Clinton Office Hostage-Taker Found After Escape

Concord — A man who took hostages at a Hillary Rodham Clinton presidential campaign office in 2007 has been caught less than 24 hours after walking away from a minimum-security correctional facility, authorities said yesterday.

Leeland Eisenberg was arrested on an escape charge without incident about 8:30 a.m. yesterday in Manchester.

He was found in the lobby of a community center.

Eisenberg, 52, was expected to be arraigned in court later yesterday and brought back to the state prison in Concord.

The escape charge is a felony punishable by 3 ½ to 7 years in prison, Department of Corrections spokesman Jeff Lyons said.

Eisenberg was missing from his room during a head count Sunday afternoon at the Calumet Transitional Housing Unit in Manchester.

He was sentenced in 2010 to 3 ½ to 7 years for probation violations. He would have been eligible for parole in August.
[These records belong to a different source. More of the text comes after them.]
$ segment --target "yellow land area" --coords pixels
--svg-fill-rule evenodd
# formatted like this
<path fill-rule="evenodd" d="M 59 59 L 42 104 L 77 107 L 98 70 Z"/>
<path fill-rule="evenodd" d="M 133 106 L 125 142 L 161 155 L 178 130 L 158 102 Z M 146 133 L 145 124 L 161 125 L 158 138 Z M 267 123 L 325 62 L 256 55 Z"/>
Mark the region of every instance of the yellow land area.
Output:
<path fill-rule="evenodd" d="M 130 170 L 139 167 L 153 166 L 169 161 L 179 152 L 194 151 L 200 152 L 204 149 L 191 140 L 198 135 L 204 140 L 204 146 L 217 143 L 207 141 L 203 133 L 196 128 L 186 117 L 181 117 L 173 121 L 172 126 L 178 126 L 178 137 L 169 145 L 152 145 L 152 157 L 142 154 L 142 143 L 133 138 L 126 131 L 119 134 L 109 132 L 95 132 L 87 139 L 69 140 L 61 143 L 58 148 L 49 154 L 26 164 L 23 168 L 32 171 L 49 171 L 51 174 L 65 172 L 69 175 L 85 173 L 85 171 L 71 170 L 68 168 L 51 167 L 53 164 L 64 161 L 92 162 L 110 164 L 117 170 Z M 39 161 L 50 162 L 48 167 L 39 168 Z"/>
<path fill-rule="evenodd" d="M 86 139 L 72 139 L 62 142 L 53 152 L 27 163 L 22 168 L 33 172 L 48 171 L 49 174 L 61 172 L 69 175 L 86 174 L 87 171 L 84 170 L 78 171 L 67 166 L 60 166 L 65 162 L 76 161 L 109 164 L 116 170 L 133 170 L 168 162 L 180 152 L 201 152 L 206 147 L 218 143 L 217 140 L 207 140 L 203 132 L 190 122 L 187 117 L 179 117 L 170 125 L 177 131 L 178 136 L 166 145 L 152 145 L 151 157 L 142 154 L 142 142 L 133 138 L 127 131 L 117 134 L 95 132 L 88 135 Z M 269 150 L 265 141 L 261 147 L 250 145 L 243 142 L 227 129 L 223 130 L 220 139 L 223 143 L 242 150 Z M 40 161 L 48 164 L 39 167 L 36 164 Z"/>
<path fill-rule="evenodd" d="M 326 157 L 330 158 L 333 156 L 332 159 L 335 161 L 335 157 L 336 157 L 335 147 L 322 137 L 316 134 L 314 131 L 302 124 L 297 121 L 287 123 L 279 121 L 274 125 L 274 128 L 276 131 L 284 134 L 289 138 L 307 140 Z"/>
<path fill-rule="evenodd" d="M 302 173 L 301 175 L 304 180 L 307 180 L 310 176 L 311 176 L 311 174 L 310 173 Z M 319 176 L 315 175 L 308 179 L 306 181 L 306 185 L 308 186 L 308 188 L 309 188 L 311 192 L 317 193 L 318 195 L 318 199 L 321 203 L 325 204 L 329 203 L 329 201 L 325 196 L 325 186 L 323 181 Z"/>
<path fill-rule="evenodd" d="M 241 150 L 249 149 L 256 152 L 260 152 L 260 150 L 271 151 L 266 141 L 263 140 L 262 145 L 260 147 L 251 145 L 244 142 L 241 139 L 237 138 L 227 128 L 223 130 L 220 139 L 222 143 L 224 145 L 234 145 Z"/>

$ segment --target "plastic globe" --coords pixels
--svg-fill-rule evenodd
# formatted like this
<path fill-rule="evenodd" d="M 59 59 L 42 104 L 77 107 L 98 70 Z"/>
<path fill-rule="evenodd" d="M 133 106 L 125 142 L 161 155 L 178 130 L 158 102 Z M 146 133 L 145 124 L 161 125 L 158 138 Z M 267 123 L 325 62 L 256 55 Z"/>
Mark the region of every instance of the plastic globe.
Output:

“We get about six or seven minimum security walkaways a year from our halfway houses,” Lyons said.

Eisenberg spent about two years behind bars for the November 2007 siege at Clinton’s Rochester campaign office in which he claimed to have a bomb.

No one was hurt in a five-hour standoff and the bomb turned out to be road flares.

At his arraignment in that case, public defender Randy Hawkes portrayed Eisenberg as a man at the end of his rope emotionally after being repeatedly turned down when he sought psychiatric help.

Eisenberg “heard voices and saw a movie in his head telling him he had to sacrifice himself” to shine light on the flaws in the health care system, Hawkes said.

Eisenberg was released on probation in November 2009. His first violation occurred soon after his release, when he failed to charge his monitoring bracelet. He was incarcerated in January 2010 after failing to take mandatory alcohol breath tests.

In February 2010, he cut off his electronic monitoring bracelet and fled, a day after being given a last chance at freedom by a judge who released him despite multiple probation violations. He was found in his Dover apartment the next day.

Eisenberg’s long criminal record also includes two rape convictions.

He was sentenced to 10 years for rape in Worcester, Mass., in 1985 but escaped the next year and committed another rape, prosecutors said. He was sentenced to 11 to 20 years for that. He was released from prison in March 2005.